Weitere Probleme die Babys am Einschlafen hindern können sind:

  • Stress - auch Babys spüren wenn es nicht ganz rund läuft. Zudem sind Terminpläne mit einem Babykurs täglich auch nicht ideal um einem Kind die innere Ruhe zu verinnerlichen.
  • Temperatur - Falsche Schlafanzüge oder Schlafsäcke, die entweder zu warm oder zu kalt sind lassen ihr Kind frieren oder schwitzen - so schläft niemand gerne! - Zudem eine typische Quelle für Babys sich einen Schnupfen einzufangen.
  • Hunger - die richtige Menge der Ernährung ist das A und O. Zuviel oder zuwenig Milch kann schnell zu einem Hungergefühl oder Bauchschmerzen, bei einem zu vollem Magen führen.
  • Windel - Ist sie voll ? Na wer möchte so schon schlafen ?

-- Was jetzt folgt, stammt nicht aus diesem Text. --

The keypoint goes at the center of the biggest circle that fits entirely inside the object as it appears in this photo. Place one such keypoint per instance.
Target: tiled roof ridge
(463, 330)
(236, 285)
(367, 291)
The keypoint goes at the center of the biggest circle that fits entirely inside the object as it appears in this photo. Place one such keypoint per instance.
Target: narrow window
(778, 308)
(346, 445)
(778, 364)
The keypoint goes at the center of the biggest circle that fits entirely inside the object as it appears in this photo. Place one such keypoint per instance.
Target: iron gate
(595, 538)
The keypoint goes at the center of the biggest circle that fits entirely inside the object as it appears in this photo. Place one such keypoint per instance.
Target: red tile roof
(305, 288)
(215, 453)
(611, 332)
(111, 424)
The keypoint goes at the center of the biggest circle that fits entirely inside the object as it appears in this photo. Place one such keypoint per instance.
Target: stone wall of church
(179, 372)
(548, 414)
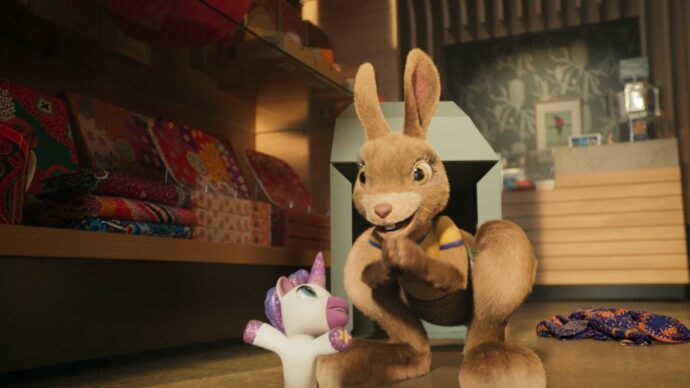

  • Der richtige Zeitpunkt - Babys funktionieren nicht nach Zeitplan - manchmal möchten Sie früher schlafen manchmal später. Oft wird der richtige Moment verpasst, und ein übermüdetes Kind (so absurd das auch klingen mag) schläft meist viel schlechter ein.
  • Schmerzen - Wenn die Zähne einschießen oder durch das Zahnfleisch drücken, sind bei vielen Familien die Nächte sehr kurz. Andere Babys spüren Wachstums-Schmerzen sehr stark. Je nachdem ist an Schlafen einfach nicht zu denken! mit Schmerzen schläft niemand gut.


Eine Studie der Kinderklinik in Köln hat nachgewiesen, das 6-10 Jährige oft an Schlafstörungen leiden. Als Ursachen wurden emotionale Probleme, Fernsehen vor dem Schlafengehen (aufregende Filme), und schwere Abendmahlzeiten entdeckt.